Access can also be controlled on a per-user level using the “Share with users” boxes, which accept email addresses of registered Pathway Tools users.

6.8  Browsing SmartTables and Users

6.8.1  User Pages and Directory

As part of SmartTables, an enhanced public user page has been created, which can be accessed by clicking on any user name in the SmartTable directory (try the Public SmartTables tab).
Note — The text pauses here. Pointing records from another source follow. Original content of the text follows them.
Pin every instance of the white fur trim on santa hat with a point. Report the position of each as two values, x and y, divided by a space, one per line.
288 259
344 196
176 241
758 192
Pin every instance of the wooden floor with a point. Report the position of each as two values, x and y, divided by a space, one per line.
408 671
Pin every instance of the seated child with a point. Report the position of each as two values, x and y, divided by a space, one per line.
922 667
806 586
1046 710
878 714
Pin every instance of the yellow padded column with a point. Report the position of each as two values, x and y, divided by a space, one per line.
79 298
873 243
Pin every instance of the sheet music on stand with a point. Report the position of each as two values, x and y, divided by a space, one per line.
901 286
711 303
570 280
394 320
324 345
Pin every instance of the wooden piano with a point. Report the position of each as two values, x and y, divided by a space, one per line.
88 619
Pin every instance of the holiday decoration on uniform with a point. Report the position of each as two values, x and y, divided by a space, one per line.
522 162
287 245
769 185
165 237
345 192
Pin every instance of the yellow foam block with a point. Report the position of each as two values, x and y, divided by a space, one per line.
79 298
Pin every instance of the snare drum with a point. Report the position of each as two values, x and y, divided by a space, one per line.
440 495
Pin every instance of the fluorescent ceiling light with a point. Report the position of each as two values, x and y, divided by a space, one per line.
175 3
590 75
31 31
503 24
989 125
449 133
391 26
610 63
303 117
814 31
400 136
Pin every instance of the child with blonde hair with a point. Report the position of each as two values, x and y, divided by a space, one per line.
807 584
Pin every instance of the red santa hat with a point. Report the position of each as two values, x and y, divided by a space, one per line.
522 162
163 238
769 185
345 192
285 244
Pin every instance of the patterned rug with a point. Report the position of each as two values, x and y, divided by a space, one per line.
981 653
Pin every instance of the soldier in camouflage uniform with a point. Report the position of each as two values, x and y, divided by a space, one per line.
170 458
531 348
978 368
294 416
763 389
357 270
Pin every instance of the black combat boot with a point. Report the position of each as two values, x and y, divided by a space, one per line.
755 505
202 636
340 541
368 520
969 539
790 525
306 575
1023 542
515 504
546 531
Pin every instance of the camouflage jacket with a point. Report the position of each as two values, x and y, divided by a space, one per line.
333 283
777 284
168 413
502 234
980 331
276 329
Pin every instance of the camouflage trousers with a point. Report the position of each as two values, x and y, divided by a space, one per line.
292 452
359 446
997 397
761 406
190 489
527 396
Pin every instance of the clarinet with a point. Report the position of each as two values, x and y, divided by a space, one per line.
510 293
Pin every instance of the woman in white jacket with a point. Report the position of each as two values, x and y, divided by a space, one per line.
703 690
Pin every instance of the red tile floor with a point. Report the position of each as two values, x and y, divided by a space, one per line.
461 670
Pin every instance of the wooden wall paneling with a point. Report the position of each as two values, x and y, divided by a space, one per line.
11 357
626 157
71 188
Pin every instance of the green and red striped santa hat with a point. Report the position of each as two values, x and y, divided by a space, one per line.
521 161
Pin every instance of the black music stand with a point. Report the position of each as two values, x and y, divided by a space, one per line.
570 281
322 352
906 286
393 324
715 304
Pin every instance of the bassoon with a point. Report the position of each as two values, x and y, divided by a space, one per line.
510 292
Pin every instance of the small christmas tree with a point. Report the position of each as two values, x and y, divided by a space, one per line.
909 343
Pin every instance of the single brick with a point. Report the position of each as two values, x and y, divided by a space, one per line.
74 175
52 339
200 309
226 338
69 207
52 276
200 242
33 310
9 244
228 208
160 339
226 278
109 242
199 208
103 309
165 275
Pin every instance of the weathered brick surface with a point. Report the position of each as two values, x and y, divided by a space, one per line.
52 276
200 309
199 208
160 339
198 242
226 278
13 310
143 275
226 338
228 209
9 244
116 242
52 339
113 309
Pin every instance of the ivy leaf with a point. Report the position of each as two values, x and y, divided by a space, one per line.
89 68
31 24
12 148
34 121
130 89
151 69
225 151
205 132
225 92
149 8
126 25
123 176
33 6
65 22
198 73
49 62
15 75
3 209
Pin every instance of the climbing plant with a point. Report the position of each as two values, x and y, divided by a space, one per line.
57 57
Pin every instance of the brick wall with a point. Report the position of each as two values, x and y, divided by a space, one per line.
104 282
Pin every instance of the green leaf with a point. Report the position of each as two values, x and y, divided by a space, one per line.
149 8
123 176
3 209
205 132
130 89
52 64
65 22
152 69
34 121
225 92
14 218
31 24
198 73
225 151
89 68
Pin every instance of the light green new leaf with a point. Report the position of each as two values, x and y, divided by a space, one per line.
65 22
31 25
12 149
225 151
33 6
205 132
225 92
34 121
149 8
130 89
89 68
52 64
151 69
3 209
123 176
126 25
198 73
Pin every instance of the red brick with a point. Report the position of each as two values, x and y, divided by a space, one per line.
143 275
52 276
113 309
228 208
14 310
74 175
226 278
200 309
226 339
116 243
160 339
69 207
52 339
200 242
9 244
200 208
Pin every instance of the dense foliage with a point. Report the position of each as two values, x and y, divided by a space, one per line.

A user page displays the user’s name, an optional user-settable graphic picture, and a list of the user’s public SmartTables. There is also a user directory available.

6.8.2  Browsing a SmartTable

Under the Browse this SmartTable command, the current SmartTable can be browsed one row at a time. Depending on the type of data in the SmartTable, various text and image elements will be displayed in a single page for a row. In the upper-left corner of the page, a grey box will be shown that displays the name of the SmartTable being browsed as well as a Next link to move to the next row’s page. The Clear link can be used to stop browsing and stay in the current page.

7  Omics Data Analysis

Pathway Tools based Web sites offer multiple tools for analysis of gene expression, metabolomics, and other large-scale datasets.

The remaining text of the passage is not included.